Colonic atresia is a congenital (present at birth) condition in which part of the colon (large intestine) is completely blocked or missing. The condition occurs when parts of a fetus’s large intestine don’t develop properly.

Colonic atresia can range from mild to severe depending on the type and location of the bowel obstruction. Some babies can have a large section missing from their colon, while others may have a small intestinal blockage.

During fetal development, a baby’s stomach contents flow freely through their intestines, which absorb nutrients that help the baby grow. With colonic atresia, the large intestine gets much bigger just before the bowel obstruction. The intestine can no longer absorb nutrients or pass anything through.

Colonic atresia is a type of intestinal atresia, which involves blocked or missing sections anywhere along the small intestine. In some cases, babies born with colonic atresia have other congenital conditions that affect the intestines, eyes, heart or bones.

Without treatment, colonic atresia can cause the intestine to stretch so much that it tears. Other complications include dehydration and infection.

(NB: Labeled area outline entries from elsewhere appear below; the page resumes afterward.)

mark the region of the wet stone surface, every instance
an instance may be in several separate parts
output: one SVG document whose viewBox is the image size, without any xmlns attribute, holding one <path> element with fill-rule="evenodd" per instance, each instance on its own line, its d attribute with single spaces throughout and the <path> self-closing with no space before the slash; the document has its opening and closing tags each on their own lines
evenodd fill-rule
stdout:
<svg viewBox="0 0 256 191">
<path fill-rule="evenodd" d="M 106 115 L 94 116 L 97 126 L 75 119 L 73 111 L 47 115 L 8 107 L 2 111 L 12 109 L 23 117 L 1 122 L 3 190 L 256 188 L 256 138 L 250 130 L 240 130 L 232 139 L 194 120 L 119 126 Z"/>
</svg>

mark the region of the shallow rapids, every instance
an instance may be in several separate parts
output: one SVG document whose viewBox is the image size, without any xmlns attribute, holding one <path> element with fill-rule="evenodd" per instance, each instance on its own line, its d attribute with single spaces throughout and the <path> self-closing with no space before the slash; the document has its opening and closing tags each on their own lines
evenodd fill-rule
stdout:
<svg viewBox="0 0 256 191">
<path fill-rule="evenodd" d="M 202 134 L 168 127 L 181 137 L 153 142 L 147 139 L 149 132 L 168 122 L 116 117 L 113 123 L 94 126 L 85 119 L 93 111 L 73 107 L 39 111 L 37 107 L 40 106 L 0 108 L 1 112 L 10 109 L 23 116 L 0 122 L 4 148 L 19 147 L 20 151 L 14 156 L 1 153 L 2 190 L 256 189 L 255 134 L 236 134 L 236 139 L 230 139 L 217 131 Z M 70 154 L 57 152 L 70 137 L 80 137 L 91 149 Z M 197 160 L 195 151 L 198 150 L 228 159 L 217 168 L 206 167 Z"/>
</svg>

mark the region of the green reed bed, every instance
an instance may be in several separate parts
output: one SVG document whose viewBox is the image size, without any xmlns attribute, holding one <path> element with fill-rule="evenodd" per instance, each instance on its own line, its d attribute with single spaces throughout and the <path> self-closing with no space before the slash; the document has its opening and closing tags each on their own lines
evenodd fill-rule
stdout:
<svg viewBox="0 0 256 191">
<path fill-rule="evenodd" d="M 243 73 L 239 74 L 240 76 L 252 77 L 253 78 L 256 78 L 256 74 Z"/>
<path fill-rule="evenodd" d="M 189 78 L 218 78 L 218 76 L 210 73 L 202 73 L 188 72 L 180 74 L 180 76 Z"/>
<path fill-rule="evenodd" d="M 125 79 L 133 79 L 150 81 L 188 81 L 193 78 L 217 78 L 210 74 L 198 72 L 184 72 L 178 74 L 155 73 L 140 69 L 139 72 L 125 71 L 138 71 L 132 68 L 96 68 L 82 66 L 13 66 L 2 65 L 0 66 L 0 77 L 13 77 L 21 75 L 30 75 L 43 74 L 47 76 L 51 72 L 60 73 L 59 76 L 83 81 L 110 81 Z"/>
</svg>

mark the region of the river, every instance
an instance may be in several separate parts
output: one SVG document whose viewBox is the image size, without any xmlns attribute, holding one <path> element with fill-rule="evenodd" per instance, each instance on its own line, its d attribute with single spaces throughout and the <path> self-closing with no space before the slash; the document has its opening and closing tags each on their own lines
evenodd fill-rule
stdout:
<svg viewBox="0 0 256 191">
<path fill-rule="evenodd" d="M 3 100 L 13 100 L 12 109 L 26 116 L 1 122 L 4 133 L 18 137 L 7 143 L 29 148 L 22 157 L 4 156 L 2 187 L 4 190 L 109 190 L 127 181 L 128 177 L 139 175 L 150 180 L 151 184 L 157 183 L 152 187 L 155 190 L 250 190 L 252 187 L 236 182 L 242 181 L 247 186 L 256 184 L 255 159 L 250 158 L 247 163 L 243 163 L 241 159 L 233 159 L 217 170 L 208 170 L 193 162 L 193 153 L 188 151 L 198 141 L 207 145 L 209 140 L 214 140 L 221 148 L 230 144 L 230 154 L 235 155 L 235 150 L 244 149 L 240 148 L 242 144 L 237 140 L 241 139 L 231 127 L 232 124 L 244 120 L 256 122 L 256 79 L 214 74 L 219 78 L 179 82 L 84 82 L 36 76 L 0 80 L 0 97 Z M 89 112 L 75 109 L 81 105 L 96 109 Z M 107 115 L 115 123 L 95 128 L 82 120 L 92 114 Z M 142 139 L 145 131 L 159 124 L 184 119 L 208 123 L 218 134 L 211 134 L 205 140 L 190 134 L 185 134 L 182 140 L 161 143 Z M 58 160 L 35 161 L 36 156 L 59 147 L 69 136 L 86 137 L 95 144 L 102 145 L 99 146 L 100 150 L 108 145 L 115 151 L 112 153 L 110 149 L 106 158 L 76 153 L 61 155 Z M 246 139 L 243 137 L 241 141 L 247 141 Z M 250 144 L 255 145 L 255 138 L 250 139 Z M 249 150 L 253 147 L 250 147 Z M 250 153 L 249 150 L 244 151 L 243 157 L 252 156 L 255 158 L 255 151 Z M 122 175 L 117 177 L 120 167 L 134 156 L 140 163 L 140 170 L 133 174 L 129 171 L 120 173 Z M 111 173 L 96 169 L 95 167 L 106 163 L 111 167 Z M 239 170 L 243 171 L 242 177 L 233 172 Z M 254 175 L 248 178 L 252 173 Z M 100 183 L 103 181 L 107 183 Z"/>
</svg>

What causes colonic atresia?

Colonic atresia occurs when blood flow to the large intestine is compromised while the fetus is developing. The problem may be:

  • Blood vessels that supply the large intestine stop developing or don’t develop.
  • A twist or compressed area in the large intestine cuts off the blood supply.

Who gets colonic atresia?

Colonic atresia develops in males and females equally, occurring in one in 20,000 births.